Kernel Development

This guide covers developing custom CUDA kernels for SGLang, including Triton kernels and CUDA C++ kernels.

Overview

SGLang uses highly optimized kernels for:

Attention: FlashAttention, FlashInfer
GEMM: Matrix multiplication (via cuBLAS, cutlass)
Elementwise ops: RMSNorm, SiLU, RoPE
Sampling: Top-k, top-p, softmax

Kernel Location:

Triton kernels: python/sglang/srt/layers/
CUDA kernels: sgl-kernel package (separate repository)

Why Custom Kernels?

Custom kernels provide:

Performance: 2-10x speedup over PyTorch ops
Memory efficiency: Fused operations reduce memory bandwidth
Flexibility: Implement custom operators not in PyTorch

Triton Kernels

Introduction to Triton

Triton is a Python DSL for writing GPU kernels. It’s easier than CUDA C++ but still offers high performance.

Example: Fused RMSNorm

RMSNorm (Root Mean Square Layer Normalization) is commonly used in modern LLMs.

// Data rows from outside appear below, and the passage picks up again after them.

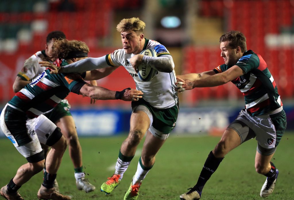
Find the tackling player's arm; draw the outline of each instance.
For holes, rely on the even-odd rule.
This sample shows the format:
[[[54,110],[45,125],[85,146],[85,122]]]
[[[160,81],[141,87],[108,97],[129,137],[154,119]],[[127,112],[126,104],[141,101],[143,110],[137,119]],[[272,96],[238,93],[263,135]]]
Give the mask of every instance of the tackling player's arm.
[[[23,88],[27,84],[30,83],[31,81],[30,81],[23,80],[19,76],[16,76],[12,85],[13,91],[15,93],[17,92]]]
[[[176,90],[181,92],[185,90],[191,90],[194,88],[218,86],[231,81],[244,73],[245,72],[240,67],[234,65],[221,73],[213,75],[200,76],[193,81],[184,81],[177,78],[178,82],[176,83],[177,86]],[[183,81],[180,81],[181,80]]]
[[[103,69],[94,70],[86,72],[86,75],[84,80],[98,80],[111,74],[112,72],[117,69],[118,66],[108,66]]]
[[[79,94],[99,100],[121,99],[123,101],[136,101],[142,98],[141,95],[143,93],[141,91],[130,88],[120,92],[116,91],[86,83],[81,88]]]
[[[97,69],[102,69],[109,65],[106,59],[106,56],[99,58],[88,58],[77,61],[65,66],[59,67],[54,65],[50,64],[49,62],[42,61],[39,63],[41,66],[49,67],[52,70],[51,74],[61,73],[82,73]]]
[[[214,70],[210,70],[199,74],[193,73],[184,75],[177,75],[177,78],[180,78],[184,80],[188,80],[193,81],[201,78],[206,78],[215,74],[216,73]]]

Unfused Implementation (PyTorch)

def rmsnorm_pytorch(x, weight, eps=1e-6):
    """RMSNorm using PyTorch ops."""
    variance = x.pow(2).mean(-1, keepdim=True)
    x = x * torch.rsqrt(variance + eps)
    return x * weight

Problem: Multiple kernel launches, high memory bandwidth

Fused Triton Kernel

import triton
import triton.language as tl

@triton.jit
def rmsnorm_kernel(
    x_ptr,      # Pointer to input
    weight_ptr, # Pointer to weight
    output_ptr, # Pointer to output
    stride,     # Stride for input/output
    N,          # Hidden dimension
    eps,        # Epsilon for numerical stability
    BLOCK_SIZE: tl.constexpr,
):
    # Get program ID
    pid = tl.program_id(0)
    
    # Compute row offset
    row_start = pid * stride
    
    # Load input row
    offsets = tl.arange(0, BLOCK_SIZE)
    mask = offsets < N
    x = tl.load(x_ptr + row_start + offsets, mask=mask, other=0.0)
    
    # Compute variance
    variance = tl.sum(x * x, axis=0) / N
    rstd = 1.0 / tl.sqrt(variance + eps)
    
    # Load weight
    weight = tl.load(weight_ptr + offsets, mask=mask, other=1.0)
    
    # Normalize and scale
    output = x * rstd * weight
    
    # Store output
    tl.store(output_ptr + row_start + offsets, output, mask=mask)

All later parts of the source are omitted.